Narvik: Hitler's First Defeat, also written simply as Narvik, premiered on Netflix on January 23, 2023. Based on real events and a historical war that took place in Norway during Hitler's rule, this film by Erik Skjoldbjaerg centers on the first battle in which Hitler's dominant army suffered defeat. The film stars Kristine Hartgen, Carl Martin Eggesbø, and Henrik Mestad in the leading roles.
Originally titled Kampen Om Narvik – Hitlers Første Nederlag, the war history followed a particular soldier and his family to depict war-torn Norway amid a dominant German invasion. Although the film aimed to be realistic and composed, the director fell short in his execution by neglecting to place equal emphasis on the film's characters and plot, leaving the audience without the emotional investment that elevates even the most average war film to something truly memorable.
The plot for the film reads:
"April 1940. The eyes of the world are on Narvik, a small town in northern Norway, source of the iron ore needed for Hiter's war machinery. Through two months of fierce winter warfare, Hitler is dealt his first defeat."
Read on for a detailed review of Narvik: Hitler's First Defeat.

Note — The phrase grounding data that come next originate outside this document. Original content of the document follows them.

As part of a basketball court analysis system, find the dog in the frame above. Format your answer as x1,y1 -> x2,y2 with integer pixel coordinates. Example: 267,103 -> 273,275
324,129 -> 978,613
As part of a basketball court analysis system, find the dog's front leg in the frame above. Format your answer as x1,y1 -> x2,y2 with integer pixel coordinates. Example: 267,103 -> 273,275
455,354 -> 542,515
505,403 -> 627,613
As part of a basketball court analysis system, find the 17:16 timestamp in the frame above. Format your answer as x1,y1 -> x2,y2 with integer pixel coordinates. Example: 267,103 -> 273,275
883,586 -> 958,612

Narvik: Hitler's First Defeat review- No soul, too many plotlines, and an overall lack of conviction
While the film's story is heart-wrenching, this Erik Skjoldbjærg directorial simply failed to establish whatever it set out to achieve. This lack of conviction was quite evident from the very start of the film. The first few minutes of the film were well worth the hype as the film created a powerful atmosphere with the use of archival footage and resonating musical scores.

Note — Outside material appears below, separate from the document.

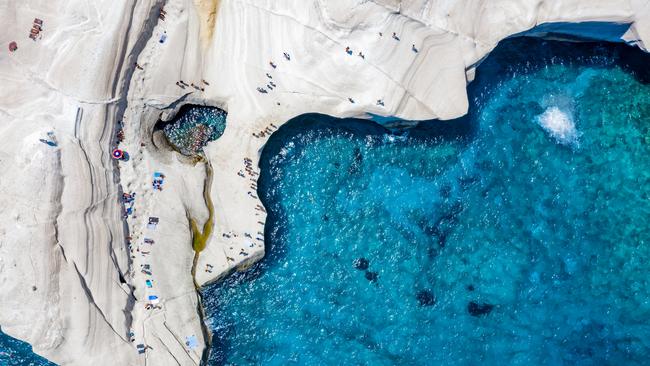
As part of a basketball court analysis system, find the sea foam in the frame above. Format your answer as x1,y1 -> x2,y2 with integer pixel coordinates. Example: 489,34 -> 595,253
535,107 -> 579,145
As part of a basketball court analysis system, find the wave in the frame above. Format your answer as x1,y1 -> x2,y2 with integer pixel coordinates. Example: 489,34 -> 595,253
535,107 -> 579,146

But as the film moved into its first act in full swing, everything began to fall apart as the plot and character stories became too convoluted and made no sense anymore. The film's war scenes were also disappointing, especially given that it clearly did not have a shoestring budget.
While the storyline is intriguing because of its real premise, the characters don’t seem to add much to the story. This was especially true for Gunnar's wife, whose life was depicted in an attempt to show how the common people of Norway were treated during the war. Of course, this is sad to witness, but it is not especially relevant when it comes to the film's story.
Narvik: Hitler's First Defeat is not bad throughout. It has some really stellar cinematography and picturesque locations that add to the charm. The cinematography also managed to undertake some daring measures, making it one of the aspects that stood out in the film.
While the production design of the film was satisfactory, it is far from a good war film. Even if Narvik: Hitler's First Defeat manages to gather its share of the audience, especially locals from the region and the country, it will be too optimistic to think that it will rank in with war films like Full Metal Jacket and Apocalypse Now.
Narvik: Hitler's First Defeat is currently streaming on Netflix.